Monday started off well enough for the S&P 500 with the index quickly bouncing above the key 4,400 support level shortly after the open. While it was a promising start, unfortunately, it was all downhill from there and the index skidded over the next 5 hours, finishing at the daily lows and well under 4,400 support.
As I often write, it isn’t how we start but how we finish that matters most. And by that measure, Monday was a dreadful session. The nice tailwind at the start should have tempted out any dip buyers waiting in the wings and it would have been off to the races. But as it turned out, those dip buyers were nowhere to be found and gravity dominated the rest of the session.
While I want to give this market the benefit of the doubt, days like Monday's make it really hard. I’ve been advocating buying last week’s bounce, but there was no denying the ominous signals yesterday's fizzle gave off and I started moving those positions to cash.

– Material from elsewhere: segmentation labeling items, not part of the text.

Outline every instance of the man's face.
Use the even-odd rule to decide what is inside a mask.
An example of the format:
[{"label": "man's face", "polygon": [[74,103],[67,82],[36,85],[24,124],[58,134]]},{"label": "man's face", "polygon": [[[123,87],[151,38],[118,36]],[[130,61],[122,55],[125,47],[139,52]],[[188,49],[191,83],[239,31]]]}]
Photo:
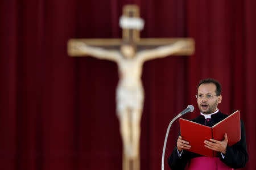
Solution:
[{"label": "man's face", "polygon": [[[198,107],[204,114],[214,113],[217,109],[218,104],[221,103],[222,96],[216,96],[216,86],[213,83],[202,84],[199,86],[197,95],[203,96],[197,98]],[[209,96],[212,97],[207,97]]]}]

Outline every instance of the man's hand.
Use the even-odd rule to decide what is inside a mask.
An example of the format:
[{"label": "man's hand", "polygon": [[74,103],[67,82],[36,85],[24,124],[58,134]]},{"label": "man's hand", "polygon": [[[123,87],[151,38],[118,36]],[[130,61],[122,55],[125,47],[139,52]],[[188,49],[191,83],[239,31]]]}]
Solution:
[{"label": "man's hand", "polygon": [[183,149],[190,149],[191,146],[189,145],[189,143],[188,141],[182,139],[181,136],[179,136],[178,139],[177,140],[177,148],[179,151],[181,151]]},{"label": "man's hand", "polygon": [[226,154],[226,146],[228,141],[226,133],[224,135],[224,140],[222,141],[218,141],[213,139],[210,139],[210,142],[209,141],[204,141],[204,143],[205,143],[204,146],[224,154]]}]

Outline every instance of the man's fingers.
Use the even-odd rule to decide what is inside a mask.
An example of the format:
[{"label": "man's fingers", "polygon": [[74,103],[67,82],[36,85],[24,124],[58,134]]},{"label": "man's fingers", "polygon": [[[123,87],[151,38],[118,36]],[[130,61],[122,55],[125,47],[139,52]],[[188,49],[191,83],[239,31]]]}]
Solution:
[{"label": "man's fingers", "polygon": [[228,143],[228,135],[226,134],[226,133],[225,134],[225,135],[224,135],[224,141],[226,141],[226,142]]},{"label": "man's fingers", "polygon": [[181,136],[179,136],[179,139],[177,140],[177,142],[178,142],[183,143],[186,143],[186,144],[189,144],[189,142],[188,142],[188,141],[185,141],[185,140],[183,140],[181,139],[182,139],[182,137]]}]

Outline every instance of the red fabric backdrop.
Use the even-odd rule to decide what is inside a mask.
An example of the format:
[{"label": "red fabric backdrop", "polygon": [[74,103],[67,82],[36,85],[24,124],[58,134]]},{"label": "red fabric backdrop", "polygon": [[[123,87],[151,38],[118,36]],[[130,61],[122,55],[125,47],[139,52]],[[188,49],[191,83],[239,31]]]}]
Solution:
[{"label": "red fabric backdrop", "polygon": [[[243,169],[255,169],[255,1],[9,0],[0,1],[1,169],[121,169],[117,66],[71,58],[67,42],[121,37],[118,19],[129,3],[141,8],[142,37],[196,41],[192,56],[144,65],[141,169],[160,168],[170,121],[188,104],[196,107],[197,83],[208,77],[222,86],[221,110],[241,110],[249,154]],[[177,121],[166,159],[177,131]]]}]

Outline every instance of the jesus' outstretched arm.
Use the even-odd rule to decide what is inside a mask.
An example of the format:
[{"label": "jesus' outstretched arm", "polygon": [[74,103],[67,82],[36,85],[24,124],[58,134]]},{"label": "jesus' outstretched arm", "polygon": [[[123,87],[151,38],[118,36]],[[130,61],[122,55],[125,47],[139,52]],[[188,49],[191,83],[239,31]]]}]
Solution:
[{"label": "jesus' outstretched arm", "polygon": [[118,50],[106,50],[100,47],[86,45],[82,42],[71,42],[68,47],[68,54],[71,56],[91,56],[93,57],[117,62],[121,57]]},{"label": "jesus' outstretched arm", "polygon": [[179,41],[174,44],[161,46],[151,50],[142,50],[137,54],[142,62],[157,58],[163,58],[170,55],[188,50],[188,43],[185,41]]}]

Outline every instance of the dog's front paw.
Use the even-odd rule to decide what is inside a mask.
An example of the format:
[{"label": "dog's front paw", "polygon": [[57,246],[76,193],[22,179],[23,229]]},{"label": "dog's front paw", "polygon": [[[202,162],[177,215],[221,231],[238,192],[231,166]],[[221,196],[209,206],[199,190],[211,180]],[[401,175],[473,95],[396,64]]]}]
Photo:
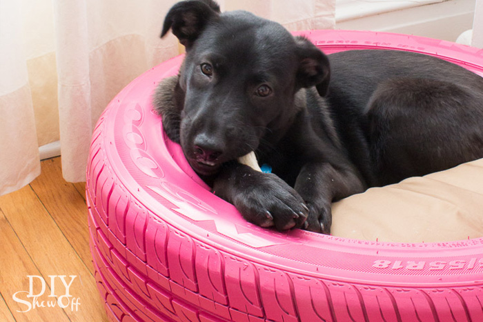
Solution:
[{"label": "dog's front paw", "polygon": [[233,203],[244,218],[262,227],[285,230],[304,226],[308,208],[299,194],[275,174],[258,173]]},{"label": "dog's front paw", "polygon": [[304,229],[310,232],[329,234],[332,225],[330,202],[307,203],[308,216]]}]

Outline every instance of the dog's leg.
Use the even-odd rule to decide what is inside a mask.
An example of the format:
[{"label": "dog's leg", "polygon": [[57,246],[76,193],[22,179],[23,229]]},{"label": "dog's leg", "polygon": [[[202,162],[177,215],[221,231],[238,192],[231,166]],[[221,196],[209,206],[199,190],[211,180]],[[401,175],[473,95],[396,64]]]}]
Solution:
[{"label": "dog's leg", "polygon": [[277,176],[233,162],[224,165],[213,192],[233,204],[247,221],[278,230],[300,228],[308,209],[299,194]]},{"label": "dog's leg", "polygon": [[366,190],[359,176],[350,168],[329,163],[309,163],[300,171],[295,190],[308,207],[306,230],[329,234],[332,224],[331,203]]}]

Maybe the bounce is just around the corner, but it looks like this wants to go lower first and that means stepping out of the way. While a lot of inexperienced traders succumb to the impulse to taunt dip buyers for being wrong, if a dip buyer played his cards right, this was actually a very savvy trade.
I advocate getting in early all of the time because that gives us a ton of flexibility. Buying last week was only a mistake if a person waited and bought well after the bounce was established.
But for those of us that got in not long after those 4,300 bounces, we were bailing out in the upper 4,300s and actually collected a few bucks for being “wrong.”
A trade with 10% upside potential (3x) and if I’m wrong, I still collect a few hundred bucks? I’ll take that every day of the week and it doesn’t matter what names people call me.
Trade smart and you can have your cake and eat it too.